You are viewing a plain text version of this content. The canonical link for it is here.
Posted to user@orc.apache.org by Sivaprasanna <si...@gmail.com> on 2020/04/05 15:58:07 UTC

Query regarding usage of VectorizedRowBatch

Hello,

Context: I am working on a solution to enable bulk writing for ORC format
in Apache Flink[1] which is a stream processing framework.

The scenario is this: Flink receives an element/record (which could be any
Java type) one by one, and we want to write them in bulk to have the actual
benefit of ORC. To solve this, I have tried two approaches:

1. As and when the element is received, convert that single element to a
VectorizedRowBatch and call writer.addRowBatch(rowBatch). This happens for
all the incoming records, meaning a new VectorizedRowBatch was created per
record and then get added using addRowBatch() one by one.
2. As and when the element is received, add them to a list and when we want
to write, create an instance of VectorizedRowBatch and iterate over the
list containing the elements and transform each record into ColumnVectors
and add to the same VectorizedRowBatch previously created.

In both the approaches, I saw that the records got into one stripe and have
all the records in tact in the output ORC files. And I wasn't able to find
any significant differences in the file sizes between these two approaches.
So I want to understand the difference and trade-offs between these two
approaches? Are there any difference w.r.t to compression between these two
approaches?

[1] https://issues.apache.org/jira/browse/FLINK-10114

Thanks,
Sivaprasanna

Re: Query regarding usage of VectorizedRowBatch

Posted by Owen O'Malley <ow...@gmail.com>.
Sivaprasanna,
   As Gopal writes, there will only be minor differences in the file caused
by when it will check for when to finish the stripe.

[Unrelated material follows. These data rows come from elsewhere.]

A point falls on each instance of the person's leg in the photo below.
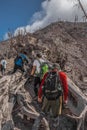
(22, 68)
(36, 83)
(55, 107)
(46, 105)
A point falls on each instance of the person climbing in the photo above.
(19, 62)
(39, 68)
(3, 65)
(52, 88)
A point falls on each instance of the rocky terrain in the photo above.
(63, 43)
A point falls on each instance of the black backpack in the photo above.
(52, 86)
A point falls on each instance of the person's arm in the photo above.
(63, 79)
(40, 92)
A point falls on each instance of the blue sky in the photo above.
(36, 14)
(16, 13)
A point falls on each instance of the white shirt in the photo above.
(4, 63)
(37, 64)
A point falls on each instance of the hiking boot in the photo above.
(56, 122)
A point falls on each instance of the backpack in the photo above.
(43, 69)
(52, 86)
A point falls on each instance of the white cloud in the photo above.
(52, 11)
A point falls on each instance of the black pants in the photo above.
(36, 85)
(16, 67)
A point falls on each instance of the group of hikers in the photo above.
(50, 83)
(3, 65)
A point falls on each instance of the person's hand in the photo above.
(39, 100)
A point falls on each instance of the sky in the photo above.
(32, 15)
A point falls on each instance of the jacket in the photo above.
(63, 79)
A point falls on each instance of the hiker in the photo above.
(52, 87)
(19, 62)
(3, 65)
(38, 70)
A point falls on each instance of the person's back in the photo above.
(19, 62)
(4, 63)
(53, 95)
(3, 66)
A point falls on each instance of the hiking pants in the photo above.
(51, 106)
(36, 85)
(16, 67)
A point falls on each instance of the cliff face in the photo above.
(63, 43)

Generally, the fewer allocations your code causes, the faster it will be.
You can look at the mapred code for another example of building a
VectorizedRowBatch row by row.
https://github.com/apache/orc/blob/76547648fe36b7d93638dc2712057eb511248094/java/mapreduce/src/java/org/apache/orc/mapred/OrcMapredRecordWriter.java#L251

.. Owen

On Sun, Apr 5, 2020 at 8:58 AM Sivaprasanna <si...@gmail.com>
wrote:

> Hello,
>
> Context: I am working on a solution to enable bulk writing for ORC format
> in Apache Flink[1] which is a stream processing framework.
>
> The scenario is this: Flink receives an element/record (which could be any
> Java type) one by one, and we want to write them in bulk to have the actual
> benefit of ORC. To solve this, I have tried two approaches:
>
> 1. As and when the element is received, convert that single element to a
> VectorizedRowBatch and call writer.addRowBatch(rowBatch). This happens for
> all the incoming records, meaning a new VectorizedRowBatch was created per
> record and then get added using addRowBatch() one by one.
> 2. As and when the element is received, add them to a list and when we
> want to write, create an instance of VectorizedRowBatch and iterate over
> the list containing the elements and transform each record into
> ColumnVectors and add to the same VectorizedRowBatch previously created.
>
> In both the approaches, I saw that the records got into one stripe and
> have all the records in tact in the output ORC files. And I wasn't able to
> find any significant differences in the file sizes between these two
> approaches. So I want to understand the difference and trade-offs between
> these two approaches? Are there any difference w.r.t to compression between
> these two approaches?
>
> [1] https://issues.apache.org/jira/browse/FLINK-10114
>
> Thanks,
> Sivaprasanna
>

Re: Query regarding usage of VectorizedRowBatch

Posted by Gopal V <go...@notmysock.org>.
Hi,


>     2. As and when the element is received, add them to a list and when
>     we want to write, create an instance of VectorizedRowBatch and
>     iterate over the list containing the elements and transform each
>     record into ColumnVectors and add to the same VectorizedRowBatch
>     previously created.

There is no difference in the files produced by either approach, the 
row-batch being created by Flink has a slight advantage in memory 
management.

Here's how the Hive writer maintains compatibility to row-by-row writes.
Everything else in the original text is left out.